Tintagel is a place which has seen the rise and fall its inhabitants, often left for centuries at a time to be reclaimed by Mother Nature and the sea, I think that this is the ruins appeal. Over 500 years went by before Geoffrey of Monmouth’s ‘History of Kings of Britain’ connected Tintagel with the legendary King Arthur.
“The History contains the earliest written mention of Tintagel Castle in the tale of how Arthur was conceived there by Uther Pendragon, King of Britain, the result of his magically assisted seduction of Queen Igerna (Igraine), wife of Duke Gorlois of Cornwall.” – English Heritage
Once the Arthurian legend was cemented with Tintagel Castle, royals were keen to assert their lineage. The Earl of Cornwall, Richard, brother to Henry III, bought the island in 1233, having already built a castle on the headland. Richard was soon seconded to the crusades in the Holy Land in 1240, and it’s unlikely that he returned to Cornwall from then on.
A century later, Duchy of Cornwall was created and Edward the Black Prince, the first duke, had the Great Hall renovated into smaller buildings following years of coastal erosion and decay.

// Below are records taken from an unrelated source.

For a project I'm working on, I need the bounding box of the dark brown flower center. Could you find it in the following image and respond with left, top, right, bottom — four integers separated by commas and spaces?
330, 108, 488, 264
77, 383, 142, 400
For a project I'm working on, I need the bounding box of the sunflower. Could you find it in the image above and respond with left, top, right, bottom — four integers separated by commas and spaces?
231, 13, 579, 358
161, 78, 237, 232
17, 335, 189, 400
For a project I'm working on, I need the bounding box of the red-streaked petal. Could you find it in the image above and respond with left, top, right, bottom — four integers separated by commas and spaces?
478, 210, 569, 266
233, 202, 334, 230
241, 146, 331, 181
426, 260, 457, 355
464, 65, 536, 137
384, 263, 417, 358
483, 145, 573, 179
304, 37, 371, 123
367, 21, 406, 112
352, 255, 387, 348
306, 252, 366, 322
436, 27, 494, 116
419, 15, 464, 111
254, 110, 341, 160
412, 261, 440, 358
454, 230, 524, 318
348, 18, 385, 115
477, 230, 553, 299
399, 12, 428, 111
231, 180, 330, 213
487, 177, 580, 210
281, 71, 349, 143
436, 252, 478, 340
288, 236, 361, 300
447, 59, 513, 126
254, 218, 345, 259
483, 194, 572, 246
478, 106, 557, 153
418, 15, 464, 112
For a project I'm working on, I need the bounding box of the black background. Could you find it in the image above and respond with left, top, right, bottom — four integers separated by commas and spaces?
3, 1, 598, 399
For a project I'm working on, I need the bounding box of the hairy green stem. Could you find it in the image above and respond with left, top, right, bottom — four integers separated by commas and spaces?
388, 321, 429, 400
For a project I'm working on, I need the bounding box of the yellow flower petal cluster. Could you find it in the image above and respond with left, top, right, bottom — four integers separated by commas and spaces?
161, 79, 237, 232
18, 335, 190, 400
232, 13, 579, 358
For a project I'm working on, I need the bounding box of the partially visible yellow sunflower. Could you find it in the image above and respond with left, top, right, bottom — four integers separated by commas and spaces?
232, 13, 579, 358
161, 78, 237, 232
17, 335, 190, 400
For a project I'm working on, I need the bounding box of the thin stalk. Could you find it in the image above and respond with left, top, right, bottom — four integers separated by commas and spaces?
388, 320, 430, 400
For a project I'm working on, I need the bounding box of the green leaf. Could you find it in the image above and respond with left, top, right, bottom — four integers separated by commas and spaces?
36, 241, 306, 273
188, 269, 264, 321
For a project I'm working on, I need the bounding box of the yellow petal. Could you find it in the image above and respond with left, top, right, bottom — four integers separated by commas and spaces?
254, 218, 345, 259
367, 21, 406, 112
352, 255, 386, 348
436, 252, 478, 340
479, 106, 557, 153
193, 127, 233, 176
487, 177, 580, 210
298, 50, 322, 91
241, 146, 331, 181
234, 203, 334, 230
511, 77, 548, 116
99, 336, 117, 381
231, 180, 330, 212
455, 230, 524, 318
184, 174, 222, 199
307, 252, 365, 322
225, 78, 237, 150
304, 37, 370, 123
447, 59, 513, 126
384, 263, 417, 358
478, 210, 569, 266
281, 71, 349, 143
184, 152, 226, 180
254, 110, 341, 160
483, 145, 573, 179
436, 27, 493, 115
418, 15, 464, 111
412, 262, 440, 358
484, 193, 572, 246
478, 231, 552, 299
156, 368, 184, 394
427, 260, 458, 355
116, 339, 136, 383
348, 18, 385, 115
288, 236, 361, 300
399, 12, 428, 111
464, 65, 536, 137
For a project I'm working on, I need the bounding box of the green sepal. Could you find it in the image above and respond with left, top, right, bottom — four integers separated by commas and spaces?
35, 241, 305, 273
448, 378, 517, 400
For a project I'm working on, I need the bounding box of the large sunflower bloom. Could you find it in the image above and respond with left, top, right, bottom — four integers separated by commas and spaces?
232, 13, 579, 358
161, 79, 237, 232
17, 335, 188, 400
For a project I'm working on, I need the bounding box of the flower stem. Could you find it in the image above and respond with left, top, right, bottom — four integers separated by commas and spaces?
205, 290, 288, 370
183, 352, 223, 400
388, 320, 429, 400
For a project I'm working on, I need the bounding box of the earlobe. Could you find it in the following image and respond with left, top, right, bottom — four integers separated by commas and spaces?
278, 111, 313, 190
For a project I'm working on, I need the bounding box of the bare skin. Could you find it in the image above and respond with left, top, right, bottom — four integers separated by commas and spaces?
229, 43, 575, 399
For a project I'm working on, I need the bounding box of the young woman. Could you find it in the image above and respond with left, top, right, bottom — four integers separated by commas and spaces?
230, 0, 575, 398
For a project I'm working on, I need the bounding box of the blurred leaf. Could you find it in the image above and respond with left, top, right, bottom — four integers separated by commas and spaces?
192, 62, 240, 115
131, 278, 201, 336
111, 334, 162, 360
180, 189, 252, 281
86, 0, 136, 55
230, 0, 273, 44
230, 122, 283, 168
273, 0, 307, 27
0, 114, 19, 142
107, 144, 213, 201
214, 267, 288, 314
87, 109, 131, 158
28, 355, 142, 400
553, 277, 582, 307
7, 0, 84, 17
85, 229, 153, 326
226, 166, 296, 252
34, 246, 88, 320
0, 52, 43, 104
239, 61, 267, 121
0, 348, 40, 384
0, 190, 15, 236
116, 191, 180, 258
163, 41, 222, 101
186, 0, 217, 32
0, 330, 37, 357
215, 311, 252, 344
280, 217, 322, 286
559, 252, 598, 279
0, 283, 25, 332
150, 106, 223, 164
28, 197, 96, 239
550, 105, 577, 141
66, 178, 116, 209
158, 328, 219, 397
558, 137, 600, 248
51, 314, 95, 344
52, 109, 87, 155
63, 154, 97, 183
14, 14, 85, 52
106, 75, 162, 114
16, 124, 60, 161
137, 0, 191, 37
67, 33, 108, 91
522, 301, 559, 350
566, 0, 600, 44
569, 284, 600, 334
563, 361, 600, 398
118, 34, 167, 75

The Duke was hardly ever here and just a small number of staff were employed to maintain the castle – a sheriff, ward and chaplain. Visiting the small chapel, it must have been a lonely and poorly paid existence indeed. By 1600s it was once again deserted…
The Victorians quickly became obsessed with Tintagel and its mystic ruins wrapped up in local folklore, Arthurian legend and literary tales – in part to Lord Alfred Tennyson’s retelling of the legend.
Roaming through the ruin, the wind whipped through our clothes, reinforcing the idea that living on the headland was simply absurd. Even until 1856, the castle’s ‘Keeper of the Keys’, Florence Nightingale Richards, would climb the steep steps to the summit, like her mother and grandmother before her, to sit in the castle’s shelter, watching over the ruins and welcoming the occasional visitor. This was a positon she held until she was 82!